The Australian dollar, often considered a barometer for global risk appetite, fell 0.22 percent to $0.7256.
China’s gloomy factory readings have brought global growth worries to the fore again, which is likely to benefit safe-haven currencies such as the Japanese yen.
“Dollar/yen is expected to remain weak given a dovish Federal Reserve but we can expect a bigger move down if there is a return of risk-off sentiment,” said Sim Moh Siong, currency strategist at Bank of Singapore.
The yen rose to 109.52 after hitting a two-week high in the previous session.
However, broader risk sentiment still remained fairly strong after U.S. President Donald Trump said on Thursday he would meet with Chinese President Xi Jinping soon to try and seal a comprehensive trade deal as the top U.S. negotiator reported “substantial progress” in two days of high-level talks.
The dollar index, a gauge of its value versus six major peers, rose 0.01 percent at 95.59. The index is set to end the week in the red, after losing 0.6 percent of its value last week.

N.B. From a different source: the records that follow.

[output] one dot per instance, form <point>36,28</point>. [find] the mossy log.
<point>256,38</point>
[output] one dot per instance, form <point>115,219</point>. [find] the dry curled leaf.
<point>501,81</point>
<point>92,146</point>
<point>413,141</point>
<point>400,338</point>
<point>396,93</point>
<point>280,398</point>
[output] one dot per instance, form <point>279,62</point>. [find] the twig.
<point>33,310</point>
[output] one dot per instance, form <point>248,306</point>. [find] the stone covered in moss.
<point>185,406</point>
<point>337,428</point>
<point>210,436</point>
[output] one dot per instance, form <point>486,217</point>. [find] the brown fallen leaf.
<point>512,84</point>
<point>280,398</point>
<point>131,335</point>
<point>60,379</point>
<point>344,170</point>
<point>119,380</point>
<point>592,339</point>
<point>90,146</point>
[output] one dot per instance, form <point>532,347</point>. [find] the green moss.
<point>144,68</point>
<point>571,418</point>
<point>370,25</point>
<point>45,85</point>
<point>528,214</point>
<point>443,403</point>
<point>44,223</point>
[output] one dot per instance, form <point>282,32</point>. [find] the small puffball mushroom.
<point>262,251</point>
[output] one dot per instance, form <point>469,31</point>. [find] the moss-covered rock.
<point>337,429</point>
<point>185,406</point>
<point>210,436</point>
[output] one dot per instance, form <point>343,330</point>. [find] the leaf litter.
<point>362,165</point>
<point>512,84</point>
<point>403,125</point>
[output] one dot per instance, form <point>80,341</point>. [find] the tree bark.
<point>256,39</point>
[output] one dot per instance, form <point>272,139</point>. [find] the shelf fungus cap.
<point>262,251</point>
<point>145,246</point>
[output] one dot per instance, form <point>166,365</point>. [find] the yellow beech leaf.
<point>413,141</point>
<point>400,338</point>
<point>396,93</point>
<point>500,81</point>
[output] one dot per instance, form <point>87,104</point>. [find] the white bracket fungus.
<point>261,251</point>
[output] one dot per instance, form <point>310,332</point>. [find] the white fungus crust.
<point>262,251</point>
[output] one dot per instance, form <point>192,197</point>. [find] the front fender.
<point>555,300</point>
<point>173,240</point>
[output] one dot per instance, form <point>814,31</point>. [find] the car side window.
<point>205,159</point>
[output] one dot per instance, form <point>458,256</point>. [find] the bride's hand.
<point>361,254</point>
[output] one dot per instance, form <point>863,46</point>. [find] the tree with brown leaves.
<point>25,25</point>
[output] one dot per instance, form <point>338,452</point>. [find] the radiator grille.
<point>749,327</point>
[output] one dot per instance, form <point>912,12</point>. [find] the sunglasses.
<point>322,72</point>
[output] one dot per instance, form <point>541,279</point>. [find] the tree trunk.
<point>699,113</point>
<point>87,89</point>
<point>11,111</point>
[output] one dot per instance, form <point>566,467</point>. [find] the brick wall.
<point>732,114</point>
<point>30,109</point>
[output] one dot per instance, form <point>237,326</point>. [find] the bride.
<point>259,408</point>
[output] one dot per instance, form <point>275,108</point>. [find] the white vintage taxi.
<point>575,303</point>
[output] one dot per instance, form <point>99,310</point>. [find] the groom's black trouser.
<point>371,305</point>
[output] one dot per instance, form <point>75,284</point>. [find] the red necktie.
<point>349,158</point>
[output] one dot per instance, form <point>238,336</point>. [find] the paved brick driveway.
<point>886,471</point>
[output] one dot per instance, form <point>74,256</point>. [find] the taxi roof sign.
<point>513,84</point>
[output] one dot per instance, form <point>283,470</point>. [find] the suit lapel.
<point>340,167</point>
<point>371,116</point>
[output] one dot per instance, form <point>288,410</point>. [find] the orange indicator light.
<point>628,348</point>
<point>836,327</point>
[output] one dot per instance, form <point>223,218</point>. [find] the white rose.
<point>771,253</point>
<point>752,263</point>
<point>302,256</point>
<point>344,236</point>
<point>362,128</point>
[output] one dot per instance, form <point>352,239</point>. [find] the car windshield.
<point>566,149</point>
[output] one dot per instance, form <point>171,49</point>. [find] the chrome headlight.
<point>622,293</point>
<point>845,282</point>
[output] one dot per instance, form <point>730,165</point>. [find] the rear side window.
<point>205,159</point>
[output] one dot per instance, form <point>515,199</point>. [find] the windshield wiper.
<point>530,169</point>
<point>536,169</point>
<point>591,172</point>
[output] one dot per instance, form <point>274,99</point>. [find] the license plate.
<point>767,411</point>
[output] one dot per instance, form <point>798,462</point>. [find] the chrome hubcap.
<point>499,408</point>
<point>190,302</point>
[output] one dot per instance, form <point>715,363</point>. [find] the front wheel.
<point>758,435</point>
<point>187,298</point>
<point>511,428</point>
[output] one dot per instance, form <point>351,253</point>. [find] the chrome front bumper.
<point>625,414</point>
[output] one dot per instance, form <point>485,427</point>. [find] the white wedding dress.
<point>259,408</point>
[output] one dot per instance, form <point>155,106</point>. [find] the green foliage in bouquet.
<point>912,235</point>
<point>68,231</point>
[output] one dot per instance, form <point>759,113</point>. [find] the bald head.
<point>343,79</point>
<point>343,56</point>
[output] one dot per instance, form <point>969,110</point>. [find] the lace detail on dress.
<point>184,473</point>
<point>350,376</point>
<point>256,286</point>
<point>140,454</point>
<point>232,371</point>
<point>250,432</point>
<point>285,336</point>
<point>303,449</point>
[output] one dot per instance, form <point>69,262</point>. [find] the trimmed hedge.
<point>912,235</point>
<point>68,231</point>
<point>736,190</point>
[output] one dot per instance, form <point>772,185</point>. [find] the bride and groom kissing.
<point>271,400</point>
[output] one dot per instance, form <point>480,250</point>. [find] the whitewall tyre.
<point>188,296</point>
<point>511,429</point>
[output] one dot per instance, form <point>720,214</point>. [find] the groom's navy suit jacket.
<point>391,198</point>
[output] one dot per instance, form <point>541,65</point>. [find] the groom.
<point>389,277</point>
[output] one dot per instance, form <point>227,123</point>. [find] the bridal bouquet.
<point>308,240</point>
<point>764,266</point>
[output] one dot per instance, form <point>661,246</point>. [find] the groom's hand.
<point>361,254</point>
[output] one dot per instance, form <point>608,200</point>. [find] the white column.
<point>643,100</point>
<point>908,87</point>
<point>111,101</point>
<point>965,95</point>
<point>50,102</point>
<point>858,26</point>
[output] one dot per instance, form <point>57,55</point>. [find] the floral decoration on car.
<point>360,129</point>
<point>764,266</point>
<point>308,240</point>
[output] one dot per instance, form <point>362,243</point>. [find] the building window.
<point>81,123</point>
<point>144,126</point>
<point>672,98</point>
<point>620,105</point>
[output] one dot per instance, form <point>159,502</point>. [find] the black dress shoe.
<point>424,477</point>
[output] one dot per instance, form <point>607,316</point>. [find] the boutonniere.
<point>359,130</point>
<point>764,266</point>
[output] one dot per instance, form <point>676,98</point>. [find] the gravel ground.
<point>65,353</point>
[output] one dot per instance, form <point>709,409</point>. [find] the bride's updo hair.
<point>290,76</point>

The dollar is widely expected to weaken this year as the Federal Reserve turns more cautious about further rate increases.
On Wednesday, the U.S. central bank held interest rates steady as expected but discarded pledges of “further gradual increases” in interest rates, and said it would be “patient” before making any further moves.
Trade talks between the United States and China could also have an impact on the dollar, which has acted as a safe-haven in times of uncertainty.
President Trump said he wanted a “very big” trade deal with China, but he signalled there could be delays if talks fail to meet his goals of opening the Chinese economy broadly to U.S. industry and agriculture.
Analysts say a comprehensive trade deal between the world’s two largest economies would most likely boost risk sentiment and lead to a weaker dollar.
The euro was up 0.10 percent at $1.1455 after having fallen 0.3 percent in the last session. The single currency has not managed to gain despite broader dollar weakness as growth and inflation in the euro zone remain weaker than expected.
Indeed, Jens Weidmann, the Bundesbank president and a member of the European Central Bank Governing Council, painted a bleak picture of the German economy on Thursday, saying the slump in Europe’s largest economy will last longer than initially thought.
Sterling, which is grappling with troubles of its own on uncertainty over a deal to avoid a chaotic British exit from the European Union, fell 0.14 percent at $1.3082. Analysts expect the British pound to remain volatile in the coming weeks.